It is a tall headdress that features two handfuls of hair, parted to each side of the head, sometimes with the addition of wire frames, extensions and ornamentation.
[1] Liangbatou was made famous by Empress Dowager Cixi and her Manchu court ladies, becoming popular and evolving starting from the Qing dynasty through the Republican Period (1910–1940s).
[2] During the 19th century, the Manchu man's queue hairstyle was mocked around the world, and symbolized national shame to anti-Manchuists in China.
[2][page needed] In theatrical shows, the image of the liangbatou worn by "boy actresses" served as imperial propaganda.
[2] The liangbatou was originally created by twisting the wearer's hair up and around a flat strip (also known as the bianfang) usually consisting of ivory, wood or precious metal.
The headdress frame was wrapped with stiffened black satin, which gave it a defined angle and sharp edges.
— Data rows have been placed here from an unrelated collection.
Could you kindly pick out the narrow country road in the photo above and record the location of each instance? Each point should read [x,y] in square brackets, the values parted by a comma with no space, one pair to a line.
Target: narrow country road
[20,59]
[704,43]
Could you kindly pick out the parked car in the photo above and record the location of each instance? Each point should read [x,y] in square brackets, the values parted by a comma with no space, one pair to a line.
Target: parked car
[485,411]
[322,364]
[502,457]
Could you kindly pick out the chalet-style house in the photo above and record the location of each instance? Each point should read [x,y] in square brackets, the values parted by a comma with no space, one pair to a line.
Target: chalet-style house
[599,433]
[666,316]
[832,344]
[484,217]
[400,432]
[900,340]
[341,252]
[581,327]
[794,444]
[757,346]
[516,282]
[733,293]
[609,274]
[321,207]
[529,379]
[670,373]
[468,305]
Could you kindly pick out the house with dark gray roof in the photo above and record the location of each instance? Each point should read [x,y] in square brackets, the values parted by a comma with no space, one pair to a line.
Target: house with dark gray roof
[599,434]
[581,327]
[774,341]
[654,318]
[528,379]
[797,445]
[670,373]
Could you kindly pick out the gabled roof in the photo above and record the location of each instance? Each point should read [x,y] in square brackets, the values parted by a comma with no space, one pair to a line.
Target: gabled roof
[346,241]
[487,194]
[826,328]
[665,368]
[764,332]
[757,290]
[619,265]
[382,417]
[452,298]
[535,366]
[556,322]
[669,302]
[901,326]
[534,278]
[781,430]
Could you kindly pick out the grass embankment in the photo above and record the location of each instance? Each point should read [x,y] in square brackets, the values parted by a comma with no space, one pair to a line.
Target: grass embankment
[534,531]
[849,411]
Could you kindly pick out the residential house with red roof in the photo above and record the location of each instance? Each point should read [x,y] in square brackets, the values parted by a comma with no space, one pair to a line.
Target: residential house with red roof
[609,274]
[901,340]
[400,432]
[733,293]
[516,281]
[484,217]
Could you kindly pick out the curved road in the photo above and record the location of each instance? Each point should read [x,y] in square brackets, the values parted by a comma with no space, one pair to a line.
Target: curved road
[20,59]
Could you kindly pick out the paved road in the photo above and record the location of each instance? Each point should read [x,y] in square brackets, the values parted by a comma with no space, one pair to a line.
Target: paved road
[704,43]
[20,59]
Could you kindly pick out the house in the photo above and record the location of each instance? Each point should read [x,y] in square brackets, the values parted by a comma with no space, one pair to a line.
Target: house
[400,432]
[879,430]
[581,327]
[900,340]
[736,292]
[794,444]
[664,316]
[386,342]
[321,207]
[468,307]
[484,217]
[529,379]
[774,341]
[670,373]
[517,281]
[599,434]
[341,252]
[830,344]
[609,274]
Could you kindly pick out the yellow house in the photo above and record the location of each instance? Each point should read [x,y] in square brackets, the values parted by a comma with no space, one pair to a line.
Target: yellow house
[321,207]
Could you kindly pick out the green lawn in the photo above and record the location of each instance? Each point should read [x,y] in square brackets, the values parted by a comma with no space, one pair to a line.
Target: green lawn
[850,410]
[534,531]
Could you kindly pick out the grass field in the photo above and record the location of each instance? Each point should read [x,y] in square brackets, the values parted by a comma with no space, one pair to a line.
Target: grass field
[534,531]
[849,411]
The bianfang began to evolve from function to fashion, allowing higher and wider headpieces that demonstrated social status.
Jade and stone hairpins were usually worn by the wealthy, while commoners donned pins made of silver and bone.
The liangbatou was distinctly different depending on group, class and region within the multi-ethnic Qing military social organization.
Manchu women decorated their liangbatou with fresh and artificial flowers that made the headdresses significantly different from the Mongol's, which lacked flowery accessories.